Do you see? God is not only a person, God is every person. God is not only a human being, God is every human being. God is all of Life and Creation. God is the Universe and every quality that makes up this Universe, and that includes you and me and everyone and everything else that is or has ever been. Realize this directly in the deepest consciousness of which you are capable, and you will come to know one of the greatest truths that is possible for a human to know. The veil will be lifted, and you will see God, and you will be “like him,” even a Beloved Son or Daughter of God, for you will see God as God is (1 John 3:2). You will finally “know thyself.” You will become one with the Father and the Son (John 17).
A very wise man once called this knowing “life eternal” (John 17:3).
“Whosoever doeth this … shall know the name by which he is called; for he shall be called by the name of Christ” (Mosiah 5:9)
This is one of my favourite blogs of yours. So well written. You’ve put to words, exactly what I feel inside my mind and heart.
Bryce, understanding the separateness of the Gods is, IMO, essential to understanding their oneness. If we don’t get that right–at some point we’re gonna go off the rails with respect to our understanding of their unity.
I believe that Joseph Smith published that particular version (1838) of his vision because, with hindsight, he had a better understanding of the mysteries and purposes of God regarding the restorative process of His Kingdom.

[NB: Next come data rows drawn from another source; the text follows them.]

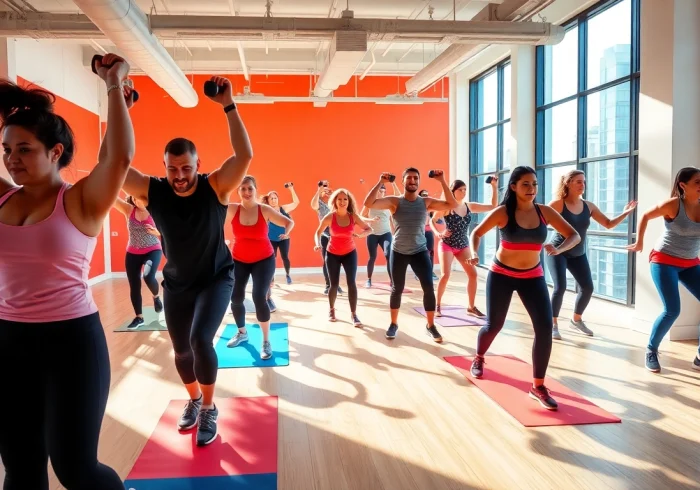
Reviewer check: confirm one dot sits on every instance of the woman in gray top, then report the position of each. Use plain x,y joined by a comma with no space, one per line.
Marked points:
578,213
410,212
674,257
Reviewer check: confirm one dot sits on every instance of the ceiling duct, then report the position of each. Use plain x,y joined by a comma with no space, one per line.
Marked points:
123,23
347,50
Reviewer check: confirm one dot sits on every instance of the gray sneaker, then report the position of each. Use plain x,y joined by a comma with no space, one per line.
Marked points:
579,326
266,351
238,339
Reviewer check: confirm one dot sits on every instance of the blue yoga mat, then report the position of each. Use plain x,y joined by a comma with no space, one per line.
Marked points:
247,354
267,481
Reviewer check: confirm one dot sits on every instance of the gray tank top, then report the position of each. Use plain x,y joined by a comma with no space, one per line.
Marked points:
409,223
681,236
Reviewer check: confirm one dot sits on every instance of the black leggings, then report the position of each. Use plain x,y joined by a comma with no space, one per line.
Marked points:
349,263
149,262
373,241
534,294
193,316
283,246
581,270
56,405
324,251
262,271
420,263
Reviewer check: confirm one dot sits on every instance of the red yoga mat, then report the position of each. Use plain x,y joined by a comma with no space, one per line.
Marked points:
246,443
507,381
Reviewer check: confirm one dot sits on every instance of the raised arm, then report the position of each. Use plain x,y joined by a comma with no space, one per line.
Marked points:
606,222
571,237
279,219
295,200
497,217
230,174
99,190
668,209
477,207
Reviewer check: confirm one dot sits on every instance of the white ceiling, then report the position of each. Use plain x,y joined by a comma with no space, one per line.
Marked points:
221,56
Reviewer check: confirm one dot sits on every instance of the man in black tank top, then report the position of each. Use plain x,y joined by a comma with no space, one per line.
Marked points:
189,210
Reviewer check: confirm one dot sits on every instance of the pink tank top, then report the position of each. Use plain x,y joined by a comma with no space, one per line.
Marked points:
44,269
341,241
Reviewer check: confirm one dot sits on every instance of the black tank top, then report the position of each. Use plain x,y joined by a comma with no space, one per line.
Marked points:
580,222
192,229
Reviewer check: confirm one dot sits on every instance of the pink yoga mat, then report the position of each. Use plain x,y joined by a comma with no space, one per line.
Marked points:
454,316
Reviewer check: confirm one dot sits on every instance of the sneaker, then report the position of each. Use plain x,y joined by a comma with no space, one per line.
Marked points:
266,351
238,339
206,426
432,332
474,311
271,304
652,362
135,323
477,369
541,394
579,326
190,415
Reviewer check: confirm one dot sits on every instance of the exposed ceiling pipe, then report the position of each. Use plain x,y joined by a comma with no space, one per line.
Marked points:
513,11
127,27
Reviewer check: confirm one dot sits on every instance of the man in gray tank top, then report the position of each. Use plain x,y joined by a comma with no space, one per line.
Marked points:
410,213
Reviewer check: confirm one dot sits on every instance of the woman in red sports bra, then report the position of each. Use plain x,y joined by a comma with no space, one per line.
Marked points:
253,255
516,267
341,248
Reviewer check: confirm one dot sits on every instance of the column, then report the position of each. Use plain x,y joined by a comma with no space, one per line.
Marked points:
523,102
669,122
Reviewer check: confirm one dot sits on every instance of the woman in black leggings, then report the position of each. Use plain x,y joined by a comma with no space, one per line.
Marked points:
516,267
52,342
578,213
341,222
143,251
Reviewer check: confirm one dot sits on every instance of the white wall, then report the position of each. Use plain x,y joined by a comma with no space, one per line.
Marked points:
58,66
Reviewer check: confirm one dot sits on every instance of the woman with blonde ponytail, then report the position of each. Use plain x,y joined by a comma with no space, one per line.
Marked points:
577,212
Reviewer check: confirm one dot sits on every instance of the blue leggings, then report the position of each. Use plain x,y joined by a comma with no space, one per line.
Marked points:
666,279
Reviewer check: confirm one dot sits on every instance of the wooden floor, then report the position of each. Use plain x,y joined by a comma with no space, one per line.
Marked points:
359,412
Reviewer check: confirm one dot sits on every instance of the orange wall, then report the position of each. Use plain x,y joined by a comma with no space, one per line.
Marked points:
86,127
342,142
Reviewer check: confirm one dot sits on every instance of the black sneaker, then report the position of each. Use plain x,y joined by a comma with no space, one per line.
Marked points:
477,368
652,362
432,332
541,394
190,415
206,426
136,323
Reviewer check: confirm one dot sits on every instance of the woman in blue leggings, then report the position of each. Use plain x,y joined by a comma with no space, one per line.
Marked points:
674,257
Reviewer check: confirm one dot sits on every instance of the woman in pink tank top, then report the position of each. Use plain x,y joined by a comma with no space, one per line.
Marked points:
341,250
51,337
143,252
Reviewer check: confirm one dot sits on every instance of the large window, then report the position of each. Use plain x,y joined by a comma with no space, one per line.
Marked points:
489,142
587,97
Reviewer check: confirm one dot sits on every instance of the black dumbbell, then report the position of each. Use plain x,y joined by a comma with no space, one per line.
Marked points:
93,65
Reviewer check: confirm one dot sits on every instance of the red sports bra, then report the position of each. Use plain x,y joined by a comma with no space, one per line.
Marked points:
251,243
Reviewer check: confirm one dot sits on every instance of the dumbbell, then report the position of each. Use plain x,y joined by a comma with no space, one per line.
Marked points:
93,65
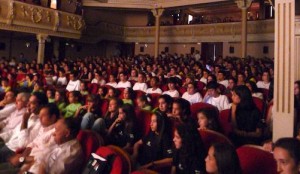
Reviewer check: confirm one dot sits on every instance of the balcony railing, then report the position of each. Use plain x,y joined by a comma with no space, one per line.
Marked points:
28,18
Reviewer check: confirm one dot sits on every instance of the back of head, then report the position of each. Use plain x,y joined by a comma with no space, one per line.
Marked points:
227,159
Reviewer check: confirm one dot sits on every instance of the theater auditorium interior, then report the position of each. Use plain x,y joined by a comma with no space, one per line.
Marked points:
150,86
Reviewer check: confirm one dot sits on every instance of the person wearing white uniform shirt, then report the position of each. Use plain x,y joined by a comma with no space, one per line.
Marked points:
66,157
213,97
112,81
191,95
221,78
8,104
74,83
154,86
26,131
15,118
265,83
123,83
140,84
43,143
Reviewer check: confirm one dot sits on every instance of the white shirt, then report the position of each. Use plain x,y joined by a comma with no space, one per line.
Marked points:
126,84
204,80
258,95
151,91
20,138
194,98
7,110
140,86
73,85
62,81
173,94
262,84
220,102
13,120
64,158
224,82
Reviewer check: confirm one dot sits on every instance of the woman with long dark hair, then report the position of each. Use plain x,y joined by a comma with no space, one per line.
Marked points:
190,152
155,148
245,117
222,159
122,132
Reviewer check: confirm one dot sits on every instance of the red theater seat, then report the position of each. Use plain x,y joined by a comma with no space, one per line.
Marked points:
90,141
117,164
255,160
197,106
210,137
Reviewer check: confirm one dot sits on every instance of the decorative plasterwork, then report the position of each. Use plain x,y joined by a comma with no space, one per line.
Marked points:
18,16
223,32
297,25
144,4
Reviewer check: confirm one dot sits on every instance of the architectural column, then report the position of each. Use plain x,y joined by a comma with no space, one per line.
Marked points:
41,49
284,61
157,13
244,5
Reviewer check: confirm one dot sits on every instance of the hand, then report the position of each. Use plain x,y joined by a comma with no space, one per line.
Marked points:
14,160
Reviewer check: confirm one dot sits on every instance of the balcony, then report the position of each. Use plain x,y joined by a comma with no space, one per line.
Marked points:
27,18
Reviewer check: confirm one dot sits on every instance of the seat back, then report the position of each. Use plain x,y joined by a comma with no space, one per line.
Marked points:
197,106
256,160
90,141
225,121
259,104
117,164
124,157
143,121
210,137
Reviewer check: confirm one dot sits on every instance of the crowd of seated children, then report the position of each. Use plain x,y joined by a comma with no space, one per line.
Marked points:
118,125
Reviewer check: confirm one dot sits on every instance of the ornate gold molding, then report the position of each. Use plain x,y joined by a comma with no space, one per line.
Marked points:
29,18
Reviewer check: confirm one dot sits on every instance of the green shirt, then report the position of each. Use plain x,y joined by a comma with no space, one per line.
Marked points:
71,109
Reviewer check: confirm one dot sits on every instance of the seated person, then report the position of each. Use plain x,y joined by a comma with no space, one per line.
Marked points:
143,104
123,83
15,118
172,88
287,155
154,86
140,84
8,104
208,119
191,94
122,132
74,83
155,148
214,97
74,104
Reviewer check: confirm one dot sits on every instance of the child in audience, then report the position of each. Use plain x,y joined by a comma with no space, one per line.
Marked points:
127,96
143,104
122,132
222,158
172,88
155,148
74,104
190,152
214,97
60,100
51,95
208,119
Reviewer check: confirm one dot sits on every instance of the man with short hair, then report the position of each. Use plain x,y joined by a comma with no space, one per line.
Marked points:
26,131
15,118
8,104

That said, though I find some of the things you talk about here to be most intriguing, I must say that, on the other hand, there are some things you speak of that trouble me deeply–that ought not to be said, if I may be so frank. Tread carefully, brother. You’re walking on sacred ground.
One more thing: Maybe you’ve already posted on this subject–and I’ve missed it, but, I’d be interested in hearing your thoughts on the purposes of the Holy Priesthood and it’s role in the process of theosis.
Some of what you say resonates with me. But much of it is, IMO, out in the weeds. I don’t want to challenge the veracity of your personal experiences. Even so, it seems to me that — and this is according to my own lights — what you’re tapping into is that place in the mind that exists beneath the divisions, constructs and scaffolding we build in our efforts to negotiate the world around us. It’s a place where consciousness is at it’s purest; where there is no morality or judgment imposed upon one’s identity–and, as such, it can be a wonderfully euphoric experience to go there. So, what I’m saying is, while you may be experiencing something real, it’s when you extrapolate that experience onto the entire realm of metaphysics that you go too far–beyond the mark, as it were.
Sorry if this seems harsh. But I fear that what you’re doing isn’t going to sustain you forever.